The Marshchapel Mud War
Nobody knows who started the Mud War, who named it the Mud War, or at what point it became the Mud War. That is, when it escalated from a few kids down Harpham Road chucking clods at each other to a multi-day campaign between ill-delineated tribes. I’ve always steered clear of fighting, but even I got sucked into leaving the safety of number 17 to dash out into the next-door field and scramble down into the ditches, ready for another fray. I repeatedly ran inside crying because a hard bit of mud had cut my face, but I’d be back out again within the hour. Legging it, hiding, stashing reserves, building dens in the dykes. How could any kid resist?
After three days, the Mud War faded out. The ringleaders grew bored, we were all scratched to ribbons and satisfaction ruled. Great battle had been done. Nobody cared who’d won.
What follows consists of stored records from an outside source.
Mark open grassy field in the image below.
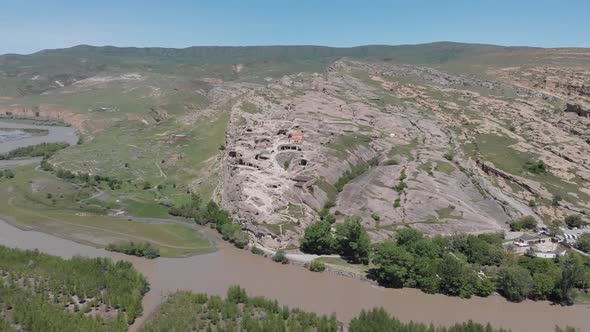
[0,167,214,257]
[464,134,590,205]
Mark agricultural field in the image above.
[0,166,214,257]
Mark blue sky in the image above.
[0,0,590,54]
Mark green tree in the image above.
[373,241,415,288]
[300,220,336,255]
[438,255,475,298]
[530,273,555,300]
[336,216,371,264]
[576,233,590,253]
[4,169,14,179]
[558,253,585,304]
[498,265,533,302]
[396,228,423,245]
[309,259,326,272]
26 Memory Maps was deceptively tricky to realise. It was easy enough to return to the street where I grew up, but turning my memories into an interesting visual thing was much harder. I wanted to incorporate the music of my childhood (a mix of my Mum and Dad’s tastes) and a mixture of positive and negative recollections. After several abandoned versions, including star charts and collages, I finally came up with scraps from a storyboard, an imagined movie about my early life. Sabine, my editor, suggested setting these frames on a hand-drawn map, and the contrast works really well.